Classify I/O with blackheap
blackheap can be used together with iofs to automatically classify incoming I/O requests based on their predicted characteristics.
This allows for aggregate remote I/O analysis of multiple nodes. It currently supports any monitoring system that is based on Influxdb. In our internal use case, it is used in combinaton with Grafana.
Again, no changes to the recorded software binary is required, although some configuration may be needed in order to write to the correct mount point.
Setup
Here we have a the chicken and the egg type of problem: On the one hand, we want to do access classification based on the expected values of the FUSE file system. On the other hand, we theoretically already need those classifications before starting iofs. The the accompanying (open) issue if interested..
As mentioned in that issue, there are basically two solutions.
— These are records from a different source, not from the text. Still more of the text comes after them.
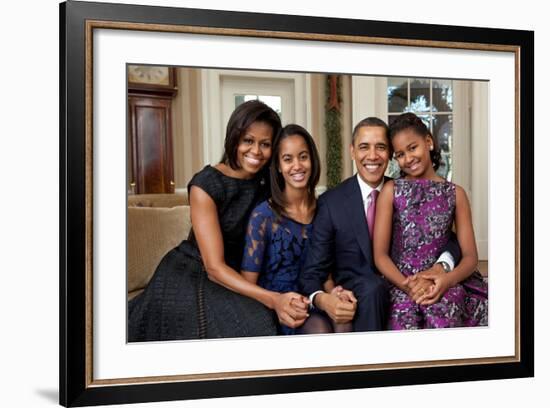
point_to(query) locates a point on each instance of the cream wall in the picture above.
(187, 126)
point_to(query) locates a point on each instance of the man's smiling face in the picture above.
(371, 153)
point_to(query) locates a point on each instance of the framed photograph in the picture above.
(128, 69)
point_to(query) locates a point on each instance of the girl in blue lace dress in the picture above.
(278, 229)
(414, 218)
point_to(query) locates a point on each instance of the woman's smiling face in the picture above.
(254, 149)
(295, 162)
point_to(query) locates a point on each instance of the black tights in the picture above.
(318, 323)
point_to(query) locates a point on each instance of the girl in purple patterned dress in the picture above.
(415, 214)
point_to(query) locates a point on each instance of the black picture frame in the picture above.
(77, 387)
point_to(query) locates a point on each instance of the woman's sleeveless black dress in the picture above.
(180, 301)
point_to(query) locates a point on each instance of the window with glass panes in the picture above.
(432, 101)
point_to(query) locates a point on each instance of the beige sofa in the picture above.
(156, 224)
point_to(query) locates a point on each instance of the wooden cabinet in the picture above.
(151, 144)
(150, 154)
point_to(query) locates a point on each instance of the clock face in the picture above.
(147, 74)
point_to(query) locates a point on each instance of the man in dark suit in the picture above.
(340, 244)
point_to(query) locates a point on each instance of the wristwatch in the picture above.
(445, 265)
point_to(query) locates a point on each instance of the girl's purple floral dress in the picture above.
(423, 215)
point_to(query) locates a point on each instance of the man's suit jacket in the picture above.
(340, 243)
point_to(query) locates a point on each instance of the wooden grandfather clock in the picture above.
(151, 90)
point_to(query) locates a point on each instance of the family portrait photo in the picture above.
(272, 203)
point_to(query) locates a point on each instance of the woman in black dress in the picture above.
(196, 291)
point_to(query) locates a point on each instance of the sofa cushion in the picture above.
(152, 232)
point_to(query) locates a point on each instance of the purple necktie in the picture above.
(371, 211)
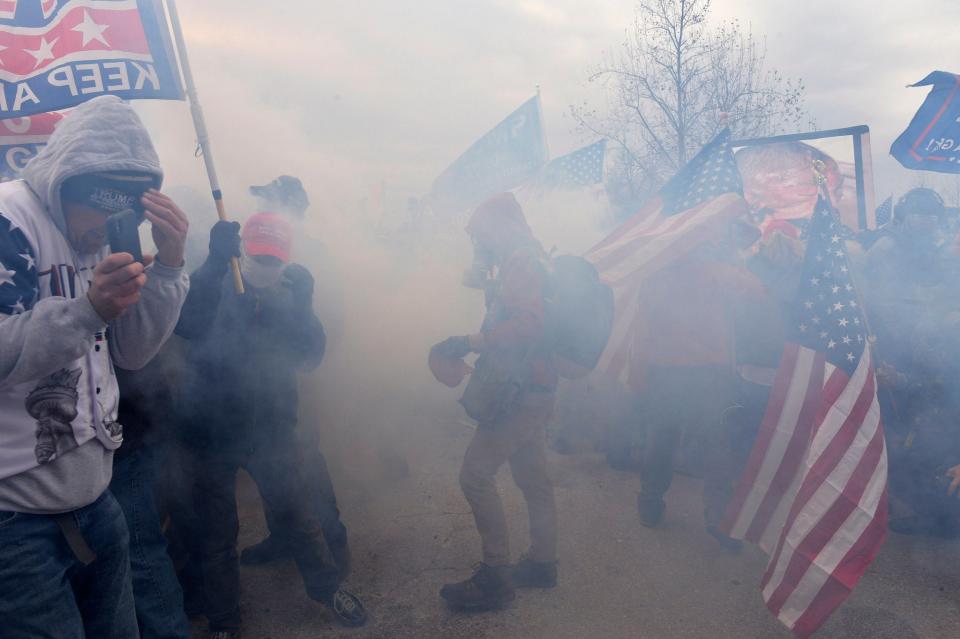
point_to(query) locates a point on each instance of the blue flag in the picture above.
(932, 141)
(499, 161)
(574, 170)
(56, 54)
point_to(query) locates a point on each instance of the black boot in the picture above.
(651, 510)
(348, 608)
(268, 550)
(489, 588)
(528, 573)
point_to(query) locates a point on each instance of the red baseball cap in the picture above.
(267, 234)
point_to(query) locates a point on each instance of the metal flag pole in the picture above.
(201, 128)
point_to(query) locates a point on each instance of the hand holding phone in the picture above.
(123, 234)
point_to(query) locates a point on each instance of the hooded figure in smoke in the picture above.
(241, 404)
(70, 311)
(511, 394)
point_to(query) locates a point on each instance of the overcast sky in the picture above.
(349, 95)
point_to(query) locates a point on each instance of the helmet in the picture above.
(922, 201)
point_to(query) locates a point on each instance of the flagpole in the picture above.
(203, 139)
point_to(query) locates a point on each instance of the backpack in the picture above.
(579, 314)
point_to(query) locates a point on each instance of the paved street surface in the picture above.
(618, 579)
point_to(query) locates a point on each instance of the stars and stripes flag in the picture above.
(708, 191)
(55, 54)
(578, 169)
(814, 492)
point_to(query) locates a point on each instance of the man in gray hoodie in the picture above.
(69, 312)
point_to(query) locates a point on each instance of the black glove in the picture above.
(454, 347)
(300, 283)
(224, 241)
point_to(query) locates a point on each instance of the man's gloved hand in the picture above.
(224, 241)
(454, 347)
(953, 475)
(300, 283)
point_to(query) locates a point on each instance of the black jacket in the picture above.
(240, 385)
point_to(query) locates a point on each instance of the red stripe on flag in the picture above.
(642, 215)
(793, 457)
(808, 487)
(832, 521)
(835, 592)
(761, 447)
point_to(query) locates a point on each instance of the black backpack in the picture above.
(579, 314)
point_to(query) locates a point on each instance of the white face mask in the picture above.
(259, 275)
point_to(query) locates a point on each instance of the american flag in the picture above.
(706, 193)
(18, 270)
(574, 170)
(814, 492)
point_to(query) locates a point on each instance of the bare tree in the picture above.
(675, 83)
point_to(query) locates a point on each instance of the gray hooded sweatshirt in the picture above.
(58, 391)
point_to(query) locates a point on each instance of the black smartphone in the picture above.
(122, 231)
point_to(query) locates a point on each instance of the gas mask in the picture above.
(482, 268)
(257, 274)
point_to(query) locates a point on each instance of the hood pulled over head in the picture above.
(103, 135)
(499, 226)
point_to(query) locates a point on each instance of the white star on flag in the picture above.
(91, 30)
(6, 275)
(44, 53)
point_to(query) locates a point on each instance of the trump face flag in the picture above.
(696, 203)
(814, 492)
(58, 53)
(932, 141)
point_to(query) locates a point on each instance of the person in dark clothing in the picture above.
(240, 401)
(286, 196)
(144, 401)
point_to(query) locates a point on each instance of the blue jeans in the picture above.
(47, 593)
(156, 591)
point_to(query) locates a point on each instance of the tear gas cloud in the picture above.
(366, 103)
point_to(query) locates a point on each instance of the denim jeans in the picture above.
(47, 593)
(156, 591)
(211, 530)
(320, 496)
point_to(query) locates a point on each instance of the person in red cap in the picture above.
(239, 397)
(511, 394)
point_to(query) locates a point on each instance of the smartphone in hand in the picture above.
(123, 234)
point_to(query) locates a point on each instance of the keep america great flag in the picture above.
(55, 54)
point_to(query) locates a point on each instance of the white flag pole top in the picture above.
(201, 128)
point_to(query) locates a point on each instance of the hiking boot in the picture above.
(651, 510)
(268, 550)
(528, 573)
(347, 608)
(488, 589)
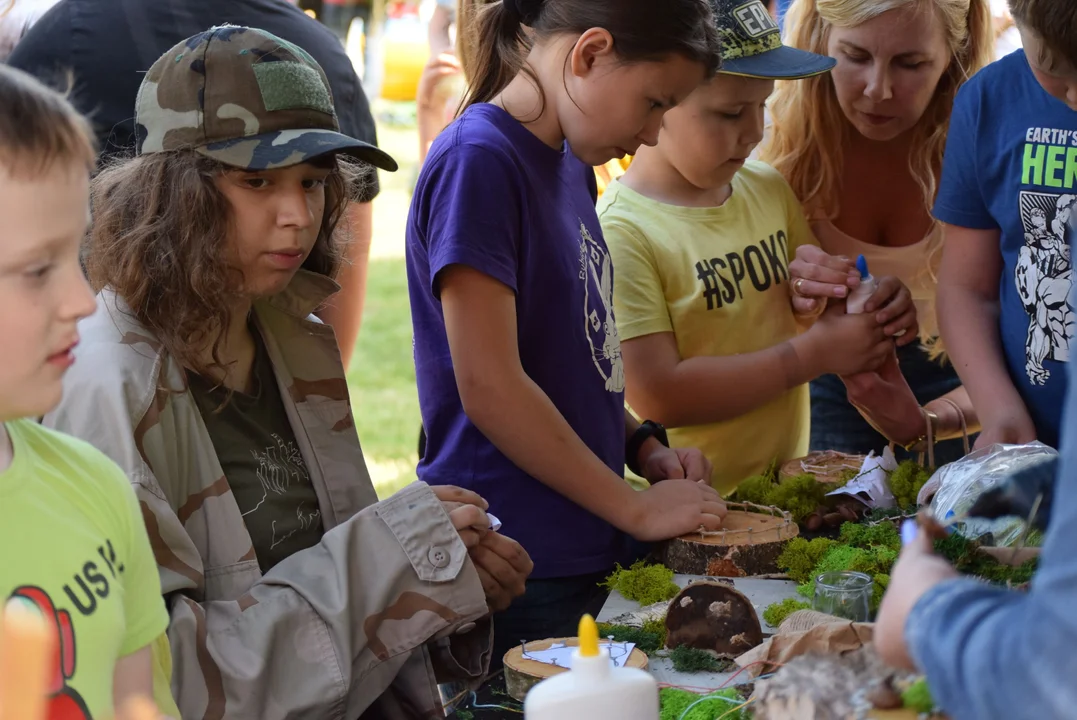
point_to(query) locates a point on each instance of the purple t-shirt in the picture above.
(493, 197)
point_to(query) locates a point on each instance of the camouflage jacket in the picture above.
(363, 624)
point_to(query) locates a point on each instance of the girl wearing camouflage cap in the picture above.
(292, 591)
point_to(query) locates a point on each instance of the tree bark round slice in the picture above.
(749, 544)
(522, 674)
(712, 616)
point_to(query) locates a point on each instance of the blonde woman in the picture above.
(862, 149)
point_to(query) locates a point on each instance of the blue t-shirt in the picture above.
(493, 197)
(1011, 165)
For now, this documentation will rely on the first idea since it cannot be assumed that one has that much computing time to create two seperate classification models.
Step 0: If Influx is run locally, start Influx beforehand
This is done in the beginning to have an approximately same constant background load in order to have a more realistic classification.
We provide a full docker-compose setup for InfluxDB+Grafana in the iofs repository.
Step 1: Build iofs; mount it with fake classifications
Of course, iofs has to be built first. See the related iofs documentation for more.
After that, iofs should be mounted with a fake set of models in order to have the approximately correct overhead for I/O requests. Download them here related to their CLI parameter name:
After that, mount iofs via
./iofs /new/mountpoint /where/real/data/is --classificationfile=/path/to/dummy.csv
or, if InfluxDB should be used:
iofs /new/fuse/mountpoint /where/real/data/is --classificationfile=/path/to/dummy.csv --in-server="http://influx_server:8086" --in-db=mydb
Step 2: Create a performance model using the fake initial classifications
Note: This, of course, will stream wrong data to Influx. But that is okay. We just want to have the correct data produced by blackheap, which requires the same request time overhead.
So, now the correct performance model can be created using blackheap. This requires that the benchmark is done on the iofs FUSE file system, which can be controlled via the --file
parameter. Therefore, the minimal call would be
blackheap <PATH_TO_MODEL> --file /path/to/somewhere/within/the/mountpoint
and afterwards run <PATH_TO_MODEL>/build_models.py
to create all models:
Step 3: Remount iofs with the real classifications
Afterwards, it should record and classify the I/O requests according to the performance model created.